Chakraborty, Debamitra; Boni, Robert; Mills, Bradley N; Cheng, Jing; Komissarov, Ivan; Gerber, Scott A; Sobolewski, Roman.
Affiliation
  • Chakraborty D; Materials Science Program, University of Rochester, Rochester, NY 14627-0166, USA.
  • Boni R; Laboratory for Laser Energetics, University of Rochester, Rochester, NY 14623-1299, USA.
  • Mills BN; Laboratory for Laser Energetics, University of Rochester, Rochester, NY 14623-1299, USA.
  • Cheng J; Department of Surgery, University of Rochester Medical Center, Rochester, NY 14642-0001, USA.
  • Komissarov I; Materials Science Program, University of Rochester, Rochester, NY 14627-0166, USA.
  • Gerber SA; Laboratory for Laser Energetics, University of Rochester, Rochester, NY 14623-1299, USA.
  • Sobolewski R; Laboratory for Laser Energetics, University of Rochester, Rochester, NY 14623-1299, USA.

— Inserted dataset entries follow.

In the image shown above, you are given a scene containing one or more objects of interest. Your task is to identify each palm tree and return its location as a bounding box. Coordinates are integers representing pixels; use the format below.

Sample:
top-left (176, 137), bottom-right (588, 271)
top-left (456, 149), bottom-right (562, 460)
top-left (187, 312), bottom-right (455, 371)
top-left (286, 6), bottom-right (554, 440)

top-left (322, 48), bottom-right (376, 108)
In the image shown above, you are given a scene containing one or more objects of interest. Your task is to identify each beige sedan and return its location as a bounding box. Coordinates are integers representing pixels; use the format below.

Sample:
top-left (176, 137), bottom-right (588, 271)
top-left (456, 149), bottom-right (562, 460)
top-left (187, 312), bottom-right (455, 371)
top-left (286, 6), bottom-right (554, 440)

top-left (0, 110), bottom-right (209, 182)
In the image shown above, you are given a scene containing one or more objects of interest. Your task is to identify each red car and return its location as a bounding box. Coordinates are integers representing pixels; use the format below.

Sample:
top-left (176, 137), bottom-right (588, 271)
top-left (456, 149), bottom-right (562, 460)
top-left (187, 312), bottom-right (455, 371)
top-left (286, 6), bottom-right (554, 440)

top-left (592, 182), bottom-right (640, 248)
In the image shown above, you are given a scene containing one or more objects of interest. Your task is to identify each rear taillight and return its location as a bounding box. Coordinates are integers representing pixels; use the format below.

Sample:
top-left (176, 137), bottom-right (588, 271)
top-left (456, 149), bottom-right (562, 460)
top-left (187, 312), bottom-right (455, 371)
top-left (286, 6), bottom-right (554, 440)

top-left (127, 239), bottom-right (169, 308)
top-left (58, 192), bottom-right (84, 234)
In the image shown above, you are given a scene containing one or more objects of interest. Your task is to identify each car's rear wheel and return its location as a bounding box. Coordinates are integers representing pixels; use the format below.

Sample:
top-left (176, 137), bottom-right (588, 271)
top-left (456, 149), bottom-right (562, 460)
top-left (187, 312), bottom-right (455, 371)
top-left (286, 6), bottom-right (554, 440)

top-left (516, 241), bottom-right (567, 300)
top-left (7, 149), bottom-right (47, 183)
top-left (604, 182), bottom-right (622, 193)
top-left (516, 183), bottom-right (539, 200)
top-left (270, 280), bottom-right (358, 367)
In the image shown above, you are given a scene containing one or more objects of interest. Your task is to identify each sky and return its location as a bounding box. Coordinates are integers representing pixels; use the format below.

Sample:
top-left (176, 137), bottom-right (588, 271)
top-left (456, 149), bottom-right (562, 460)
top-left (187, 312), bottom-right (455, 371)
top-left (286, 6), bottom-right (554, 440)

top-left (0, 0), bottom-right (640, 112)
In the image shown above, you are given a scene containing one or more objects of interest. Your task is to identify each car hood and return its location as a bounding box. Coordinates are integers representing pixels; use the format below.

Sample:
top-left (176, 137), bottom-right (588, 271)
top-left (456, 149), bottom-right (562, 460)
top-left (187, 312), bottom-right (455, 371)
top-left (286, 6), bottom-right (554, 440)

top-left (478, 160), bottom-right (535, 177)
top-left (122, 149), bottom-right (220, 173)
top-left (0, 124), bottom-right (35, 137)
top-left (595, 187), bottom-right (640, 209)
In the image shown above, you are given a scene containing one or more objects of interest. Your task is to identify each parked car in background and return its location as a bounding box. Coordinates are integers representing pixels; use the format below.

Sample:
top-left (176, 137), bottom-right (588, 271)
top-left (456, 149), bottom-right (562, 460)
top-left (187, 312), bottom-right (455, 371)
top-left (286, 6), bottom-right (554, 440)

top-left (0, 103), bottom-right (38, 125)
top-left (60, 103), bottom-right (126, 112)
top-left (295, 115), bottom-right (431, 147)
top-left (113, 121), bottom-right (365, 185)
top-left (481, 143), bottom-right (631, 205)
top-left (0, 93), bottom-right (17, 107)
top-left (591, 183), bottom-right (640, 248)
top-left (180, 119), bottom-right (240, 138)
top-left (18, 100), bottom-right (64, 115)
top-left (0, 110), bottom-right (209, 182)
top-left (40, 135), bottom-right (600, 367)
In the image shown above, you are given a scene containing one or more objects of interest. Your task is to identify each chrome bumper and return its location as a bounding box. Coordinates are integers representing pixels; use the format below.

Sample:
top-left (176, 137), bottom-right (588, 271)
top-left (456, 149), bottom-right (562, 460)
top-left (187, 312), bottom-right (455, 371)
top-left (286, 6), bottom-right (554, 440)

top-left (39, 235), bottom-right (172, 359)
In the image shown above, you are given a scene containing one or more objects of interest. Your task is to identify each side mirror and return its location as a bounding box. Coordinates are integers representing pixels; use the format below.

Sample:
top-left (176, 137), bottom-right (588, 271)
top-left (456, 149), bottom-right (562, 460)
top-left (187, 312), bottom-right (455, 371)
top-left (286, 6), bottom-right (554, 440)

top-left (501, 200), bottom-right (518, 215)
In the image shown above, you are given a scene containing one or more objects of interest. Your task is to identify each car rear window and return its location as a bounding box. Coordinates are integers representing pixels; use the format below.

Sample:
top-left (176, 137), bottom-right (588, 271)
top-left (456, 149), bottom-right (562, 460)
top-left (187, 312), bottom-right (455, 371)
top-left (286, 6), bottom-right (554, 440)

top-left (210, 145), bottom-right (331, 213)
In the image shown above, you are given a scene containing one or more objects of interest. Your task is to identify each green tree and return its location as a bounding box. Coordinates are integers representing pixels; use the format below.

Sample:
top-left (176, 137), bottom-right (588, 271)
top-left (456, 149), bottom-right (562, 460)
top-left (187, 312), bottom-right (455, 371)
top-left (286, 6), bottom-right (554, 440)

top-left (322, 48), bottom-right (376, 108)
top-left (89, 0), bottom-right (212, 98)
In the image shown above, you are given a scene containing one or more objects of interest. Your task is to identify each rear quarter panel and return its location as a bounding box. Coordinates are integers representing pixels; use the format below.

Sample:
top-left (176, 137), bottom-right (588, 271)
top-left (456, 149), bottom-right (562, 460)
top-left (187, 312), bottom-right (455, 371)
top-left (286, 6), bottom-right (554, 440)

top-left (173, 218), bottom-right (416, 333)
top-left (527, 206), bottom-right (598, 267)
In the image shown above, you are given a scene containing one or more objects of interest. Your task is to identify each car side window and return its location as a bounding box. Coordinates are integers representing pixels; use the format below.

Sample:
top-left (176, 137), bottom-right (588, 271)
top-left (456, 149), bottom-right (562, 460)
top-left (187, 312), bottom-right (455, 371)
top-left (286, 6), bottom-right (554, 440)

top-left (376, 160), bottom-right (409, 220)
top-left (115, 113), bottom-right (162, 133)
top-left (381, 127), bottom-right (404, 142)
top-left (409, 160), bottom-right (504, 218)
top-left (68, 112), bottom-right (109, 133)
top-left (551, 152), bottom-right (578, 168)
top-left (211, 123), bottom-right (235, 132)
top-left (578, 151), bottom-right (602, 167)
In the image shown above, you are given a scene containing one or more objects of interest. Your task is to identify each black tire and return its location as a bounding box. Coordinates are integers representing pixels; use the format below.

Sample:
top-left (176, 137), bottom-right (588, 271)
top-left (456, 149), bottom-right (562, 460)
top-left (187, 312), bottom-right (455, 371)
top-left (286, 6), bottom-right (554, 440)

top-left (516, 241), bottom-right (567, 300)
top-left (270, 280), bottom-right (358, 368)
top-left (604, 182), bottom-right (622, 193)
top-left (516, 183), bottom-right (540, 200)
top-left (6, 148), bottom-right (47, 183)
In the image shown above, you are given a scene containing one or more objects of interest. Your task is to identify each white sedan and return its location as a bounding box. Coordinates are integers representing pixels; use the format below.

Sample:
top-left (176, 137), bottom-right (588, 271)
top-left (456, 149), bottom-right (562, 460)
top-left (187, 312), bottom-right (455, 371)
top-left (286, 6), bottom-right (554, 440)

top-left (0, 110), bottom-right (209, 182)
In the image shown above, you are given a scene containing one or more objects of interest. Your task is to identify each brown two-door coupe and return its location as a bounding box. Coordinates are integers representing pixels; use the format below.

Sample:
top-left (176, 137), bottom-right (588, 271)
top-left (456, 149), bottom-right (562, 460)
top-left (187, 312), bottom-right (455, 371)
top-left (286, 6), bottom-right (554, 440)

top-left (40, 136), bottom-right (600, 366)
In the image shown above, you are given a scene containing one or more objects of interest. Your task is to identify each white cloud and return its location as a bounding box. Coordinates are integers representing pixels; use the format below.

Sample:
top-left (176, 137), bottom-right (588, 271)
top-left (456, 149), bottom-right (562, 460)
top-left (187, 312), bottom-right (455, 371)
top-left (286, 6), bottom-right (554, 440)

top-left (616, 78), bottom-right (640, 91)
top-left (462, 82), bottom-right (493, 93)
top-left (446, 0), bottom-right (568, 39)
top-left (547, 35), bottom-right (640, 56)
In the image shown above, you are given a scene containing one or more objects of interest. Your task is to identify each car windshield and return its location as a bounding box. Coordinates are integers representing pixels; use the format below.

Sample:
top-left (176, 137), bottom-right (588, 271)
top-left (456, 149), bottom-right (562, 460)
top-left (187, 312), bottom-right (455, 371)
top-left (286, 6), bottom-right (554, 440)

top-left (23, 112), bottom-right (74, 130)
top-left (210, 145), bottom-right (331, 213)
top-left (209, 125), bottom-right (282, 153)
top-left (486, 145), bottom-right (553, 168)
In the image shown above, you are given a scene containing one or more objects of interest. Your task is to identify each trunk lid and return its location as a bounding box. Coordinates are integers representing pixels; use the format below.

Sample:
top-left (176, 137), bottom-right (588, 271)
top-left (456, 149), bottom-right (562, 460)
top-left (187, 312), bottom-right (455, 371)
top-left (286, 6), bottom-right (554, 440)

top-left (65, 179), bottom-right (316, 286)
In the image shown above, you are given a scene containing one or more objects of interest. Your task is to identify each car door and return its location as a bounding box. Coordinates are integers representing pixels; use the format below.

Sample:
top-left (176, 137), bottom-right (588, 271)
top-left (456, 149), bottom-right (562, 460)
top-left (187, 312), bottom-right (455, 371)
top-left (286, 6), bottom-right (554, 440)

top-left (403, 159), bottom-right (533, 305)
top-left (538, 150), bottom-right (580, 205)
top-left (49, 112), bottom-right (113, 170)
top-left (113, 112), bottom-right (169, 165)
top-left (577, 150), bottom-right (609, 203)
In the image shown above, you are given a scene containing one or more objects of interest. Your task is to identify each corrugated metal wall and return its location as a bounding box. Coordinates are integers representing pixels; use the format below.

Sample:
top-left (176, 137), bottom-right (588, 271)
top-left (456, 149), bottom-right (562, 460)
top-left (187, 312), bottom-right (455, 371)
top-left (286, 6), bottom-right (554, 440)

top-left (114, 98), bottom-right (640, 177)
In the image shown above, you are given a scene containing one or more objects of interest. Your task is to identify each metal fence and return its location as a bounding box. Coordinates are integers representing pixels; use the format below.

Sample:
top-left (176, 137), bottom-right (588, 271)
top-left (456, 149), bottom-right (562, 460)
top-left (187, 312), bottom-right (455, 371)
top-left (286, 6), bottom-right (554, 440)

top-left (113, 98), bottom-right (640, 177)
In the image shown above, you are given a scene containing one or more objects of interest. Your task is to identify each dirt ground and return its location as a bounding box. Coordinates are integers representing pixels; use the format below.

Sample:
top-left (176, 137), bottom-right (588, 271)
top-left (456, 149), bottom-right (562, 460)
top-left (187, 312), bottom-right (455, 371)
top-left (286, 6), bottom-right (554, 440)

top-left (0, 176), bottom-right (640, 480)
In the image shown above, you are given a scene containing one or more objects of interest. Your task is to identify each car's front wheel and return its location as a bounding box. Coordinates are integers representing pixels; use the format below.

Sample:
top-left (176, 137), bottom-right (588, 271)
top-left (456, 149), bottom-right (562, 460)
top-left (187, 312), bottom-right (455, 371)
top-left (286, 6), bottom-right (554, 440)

Sensors (Basel) ; 24(7)2024 Mar 24.
Article in En | MEDLINE | ID: mdl-38610278
ABSTRACT
Transient terahertz time-domain spectroscopy (THz-TDS) imaging has emerged as a novel non-ionizing and noninvasive biomedical imaging modality, designed for the detection and characterization of a variety of tissue malignancies due to their high signal-to-noise ratio and submillimeter resolution. We report our design of a pair of aspheric focusing lenses using a commercially available lens-design software that resulted in about 200 × 200-µm2 focal spot size corresponding to the 1-THz frequency. The lenses are made of high-density polyethylene (HDPE) obtained using a lathe fabrication and are integrated into a THz-TDS system that includes low-temperature GaAs photoconductive antennae as both a THz emitter and detector. The system is used to generate high-resolution, two-dimensional (2D) images of formalin-fixed, paraffin-embedded murine pancreas tissue blocks. The performance of these focusing lenses is compared to the older system based on a pair of short-focal-length, hemispherical polytetrafluoroethylene (TeflonTM) lenses and is characterized using THz-domain measurements, resulting in 2D maps of the tissue refractive index and absorption coefficient as imaging markers. For a quantitative evaluation of the lens effect on the image resolution, we formulated a lateral resolution parameter, R2080, defined as the distance required for a 20-80% transition of the imaging marker from the bare paraffin region to the tissue region in the same image frame. The R2080 parameter clearly demonstrates the advantage of the HDPE lenses over TeflonTM lenses. The lens-design approach presented here can be successfully implemented in other THz-TDS setups with known THz emitter and detector specifications.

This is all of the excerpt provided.